Well this book will guide you through the wonderful maze of food and guide you through any grocery aisle. I was wowed with all the myths about food that I've personally grown up with and will certainly make a better food choice after reading this amazing book.
This is a beginners guide to how what we eat directly impacts our health. I would say at a bare minimum, this book will get you thinking and asking some questions. It is interesting and makes some valid points.
A useful book in general. Not all of it may be relevant to you and some of us health-conscious folks may already know much of the stuff in here, but it still is a good reference guide to have handy, and there are some bits of valuable info in here that perhaps you don't already know.

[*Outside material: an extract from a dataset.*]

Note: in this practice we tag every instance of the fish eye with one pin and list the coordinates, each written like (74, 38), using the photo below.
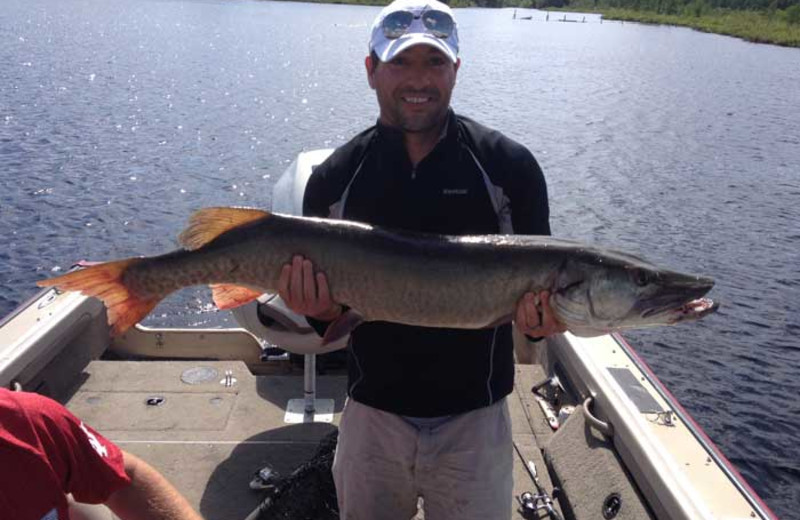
(640, 277)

For me, the chapter on "pantry staples" that talked about different oils was interesting. I found out that, even though canola oil has omega-3 (which is healthy), due to the way the oil is processed, a lot of this omega-3 gets turned into trans fat. I learned too that the chemical extraction process for most oils is what makes them unhealthy. I was disappointed though, to not find sacha inchi oil and perilla oil mentioned. I read some years ago that these were supposedly healthier choices (and therefore made the switch to using these); it would be nice to get this info verified by other sources.
The chapter on seafood I also found helpful. There are many tables showing you which seafood is safe to eat in terms of mercury levels. There is a lot of info too on farmed fish and its potential harms.
The book is organised by food type: e.g. produce, grains, nuts & seeds, meat & poultry, eggs, dairy, frozen foods, snacks & sweets, etc - which makes a lot of sense. This makes it easy to find whatever you need to fast.